The attackers also leverage the OAuth authentication standard to maintain access to applications even if they lose access to the initially compromised account, they said.
The researchers describe several attacks that abused OAuth in novel ways.
In most cases, a compromised account did not have multifactor authentication enabled, making it an easy target for attackers that used tactics like credential stuffing, phishing, and reverse proxy phishing to gain access to an account for malicious purposes.
Using and Abusing OAuth Microsoft Threat Intelligence researchers observed three specific attack types - cryptomining, business email compromise/phishing, and password spraying/spamming - that abused OAuth to conduct malicious activity in various ways.
In one vector employed by the threat actor that Microsoft tracks as Storm-1283, attackers used a compromised Azure user account to create an OAuth application and deploy virtual machines for cryptomining.
Targeted organizations incurred compute fees ranging from $10,000 to $1.5 million from the malicious activity, in which the attackers returned to the account to deploy more cryptomining VMs after setting up the initial attack.
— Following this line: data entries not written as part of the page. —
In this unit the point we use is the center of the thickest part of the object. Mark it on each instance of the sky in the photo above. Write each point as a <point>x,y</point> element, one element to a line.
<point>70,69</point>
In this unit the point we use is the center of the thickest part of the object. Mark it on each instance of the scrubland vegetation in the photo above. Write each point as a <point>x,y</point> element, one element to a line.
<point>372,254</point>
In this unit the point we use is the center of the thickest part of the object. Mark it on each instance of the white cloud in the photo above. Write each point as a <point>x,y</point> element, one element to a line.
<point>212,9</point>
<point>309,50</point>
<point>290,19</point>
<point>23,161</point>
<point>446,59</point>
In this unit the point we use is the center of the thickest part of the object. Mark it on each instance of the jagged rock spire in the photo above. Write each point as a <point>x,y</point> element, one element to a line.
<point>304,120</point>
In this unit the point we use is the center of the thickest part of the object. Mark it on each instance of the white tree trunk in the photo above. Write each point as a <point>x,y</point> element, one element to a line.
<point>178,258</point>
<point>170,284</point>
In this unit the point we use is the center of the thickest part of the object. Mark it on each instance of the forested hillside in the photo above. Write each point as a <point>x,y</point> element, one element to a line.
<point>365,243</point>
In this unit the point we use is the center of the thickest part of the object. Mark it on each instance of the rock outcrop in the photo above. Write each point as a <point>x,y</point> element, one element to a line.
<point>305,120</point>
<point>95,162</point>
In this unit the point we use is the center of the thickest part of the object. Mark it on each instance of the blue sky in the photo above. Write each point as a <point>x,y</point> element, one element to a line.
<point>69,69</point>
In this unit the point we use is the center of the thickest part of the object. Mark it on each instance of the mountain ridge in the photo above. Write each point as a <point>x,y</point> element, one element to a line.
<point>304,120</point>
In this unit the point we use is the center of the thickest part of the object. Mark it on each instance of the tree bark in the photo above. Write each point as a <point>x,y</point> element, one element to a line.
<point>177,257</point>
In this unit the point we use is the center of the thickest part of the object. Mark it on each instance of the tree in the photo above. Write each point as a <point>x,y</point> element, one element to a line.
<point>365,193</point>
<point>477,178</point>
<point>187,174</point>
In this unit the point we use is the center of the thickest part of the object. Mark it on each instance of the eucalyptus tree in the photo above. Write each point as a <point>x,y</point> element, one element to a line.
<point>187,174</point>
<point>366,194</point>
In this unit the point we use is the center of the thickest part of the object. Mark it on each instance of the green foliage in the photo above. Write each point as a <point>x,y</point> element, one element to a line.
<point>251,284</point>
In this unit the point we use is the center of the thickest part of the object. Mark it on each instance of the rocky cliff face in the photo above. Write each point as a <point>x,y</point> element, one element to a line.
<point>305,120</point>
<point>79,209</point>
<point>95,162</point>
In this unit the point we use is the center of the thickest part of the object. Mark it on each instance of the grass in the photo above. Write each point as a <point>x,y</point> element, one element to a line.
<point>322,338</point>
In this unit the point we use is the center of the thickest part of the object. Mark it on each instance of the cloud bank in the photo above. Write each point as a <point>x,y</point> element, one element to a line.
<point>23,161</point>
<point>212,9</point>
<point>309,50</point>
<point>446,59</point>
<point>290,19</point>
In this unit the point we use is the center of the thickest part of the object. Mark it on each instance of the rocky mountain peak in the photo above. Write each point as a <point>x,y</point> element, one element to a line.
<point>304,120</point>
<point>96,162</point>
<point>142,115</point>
Attackers also compromised user accounts to create OAuth applications for BEC and phishing attacks, with the researchers observing a threat actor compromising user accounts and creating OAuth applications to maintain persistence and launch email phishing activity.
In this vector, the attacker used an adversary-in-the-middle phishing kit to send a significant number of emails with varying subject lines and URLs to target user accounts in multiple organizations with a malicious URL that leads to a proxy server facilitating a genuine authentication process.
If a user takes the bait and logs in, the threat actor then stole the token from the user's session cookie and later used it to perform session cookie replay activity.
In other cases, instead of BEC reconnaissance, the threat actor created multitenant OAuth applications following its replay of stolen session cookies, using the apps to maintain persistence, add new credentials, and then access the Microsoft Graph API resource to read emails or send phishing emails.
In a third unique attack, a threat actor that Microsoft tracks as Storm-1286 conducted large-scale spamming activity through password-spraying attacks to compromised user accounts.
The attackers compromised user accounts to create anywhere from one to three new OAuth applications in the targeted organization using Azure PowerShell or a Swagger Codegen-based client, granting consent to the applications that allowed control over the account mailbox, according to Microsoft Threat Intelligence.
From there, the attacker would send thousands of emails a day using the compromised user account and the organization domain.
MFA and Other Mitigations OAuth, in use since 2007, presents risk to organizations for various reasons, and there are a number of ways attackers can abuse it.
Security researchers have found flaws in its implementation that have exposed key online services platform such as Booking.com and others to attack.
Others have used malicious OAuth apps of their creation to compromise Microsoft Exchange servers.
A key step for organizations to reduce their attack surface when OAuth is in use is primarily by securing their identity infrastructure, according to Microsoft.
Another is enabling security defaults in deployed Microsoft applications, such as Azure Active Directory.